Simple Integration Guide

1
Schedule It.
OR

Use the following curl command to schedule a task with Schedify. Be sure to replace the values with your actual data.

curl -X POST https://api.schedify.dev/v1/schedule \
  -H "Content-Type: application/json" \
  -d '{
    "name": "SendWelcomeEmail",
    "payload": {
      "user_id": "12345",
      "email": "[email protected]"
    },
    "time": "2025-05-21T15:00:00Z",
    "url": "https://yourdomain.com/webhooks/welcome"
  }'

This request will create a scheduled event that posts the payload to your webhook at the specified time.

You'll receive a response like this:

{
  "status":1,
  "message":"Webhook event created successfully!",
  "data": {
    "eventId": "evt_abc123xyz",
    "webhookId": "b2953cf3-e9b4-4482-a74a-220288df32f0",
    "webhookSecret": "whsec_supersecretkey"
  }
}
2
Handle It.

When your scheduled event triggers, Schedify sends a POST request to your webhook URL, along with headers that allow you to verify the request's authenticity.

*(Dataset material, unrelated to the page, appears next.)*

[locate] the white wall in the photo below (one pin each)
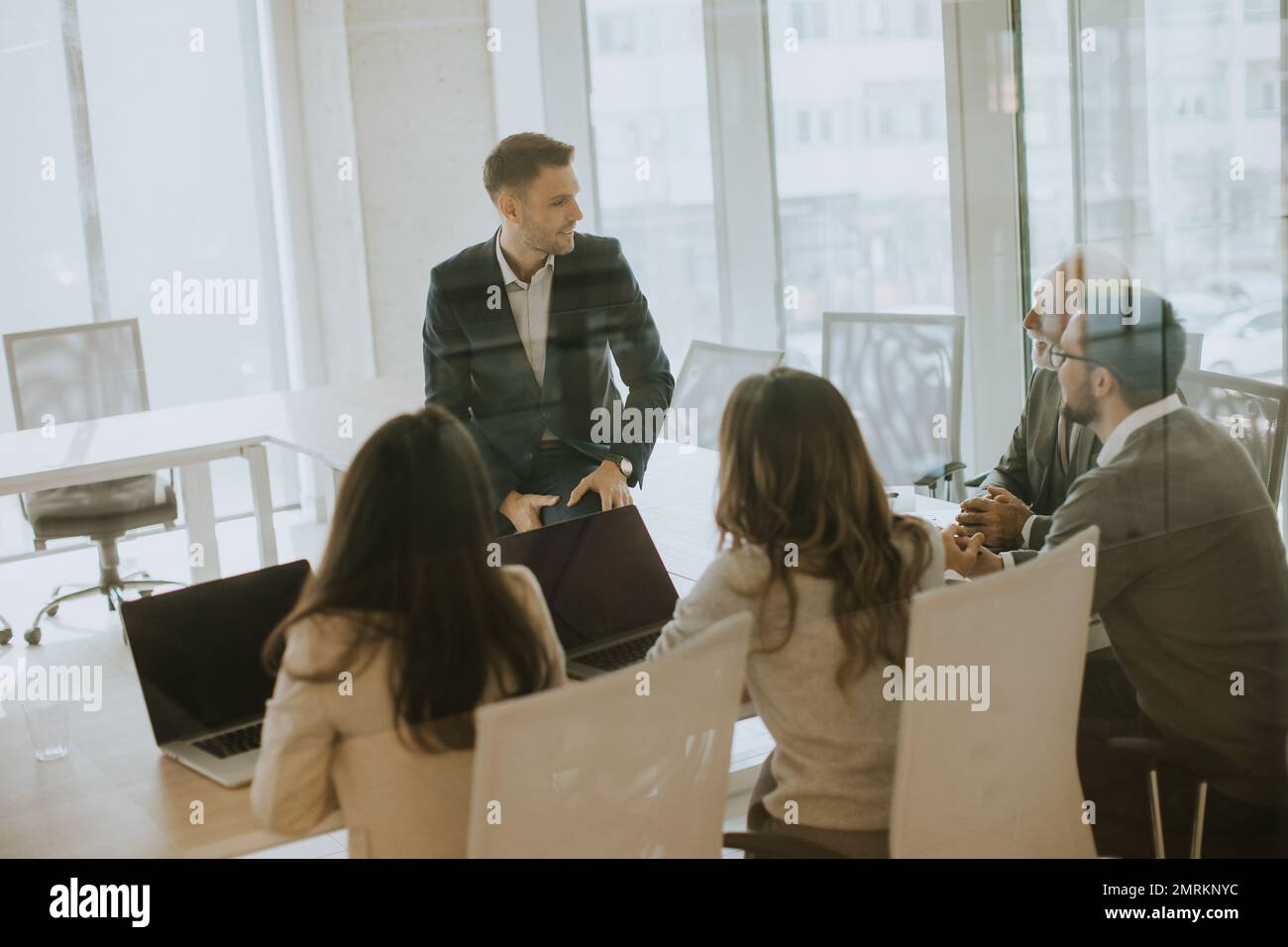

The payload will be the same as what you originally passed when scheduling the event.

📦 Headers Included:

X-Webhook-Signature: <HMAC signature>
X-Webhook-Timestamp: <Unix timestamp>
X-Webhook-ID: <Webhook ID>

Use these headers and the request body to validate the signature. The signature is a base64-encoded HMAC-SHA256 hash, generated using your webhookSecret.

🔐 Signature Generation Logic (Go):

func generateSignature(secret string, webhookID string, payload []byte) (string, int64, error) {
    timestamp := time.Now().UTC().Unix()

    // webhook_id.timestamp.payload
    signingPayload := fmt.Sprintf("%s.%d.%s", webhookID, timestamp, string(payload))

    h := hmac.New(sha256.New, []byte(secret))
    if _, err := h.Write([]byte(signingPayload)); err != nil {
        return "", timestamp, fmt.Errorf("failed to create HMAC: %w", err)
    }

    signature := base64.RawURLEncoding.EncodeToString(h.Sum(nil))
    return signature, timestamp, nil
}

To verify the signature:

  1. Extract the values of X-Webhook-ID and X-Webhook-Timestamp from the headers.
  2. Read the raw request body (the payload you sent when scheduling).
  3. Reconstruct the string as webhook_id.timestamp.payload.
  4. Use your webhookSecret to compute the HMAC-SHA256 signature.
  5. Compare it with X-Webhook-Signature. If they match, the request is authentic.

❗️ Reject the request if the signature doesn’t match, or if the timestamp is too old (e.g., older than 5 minutes) to prevent replay attacks.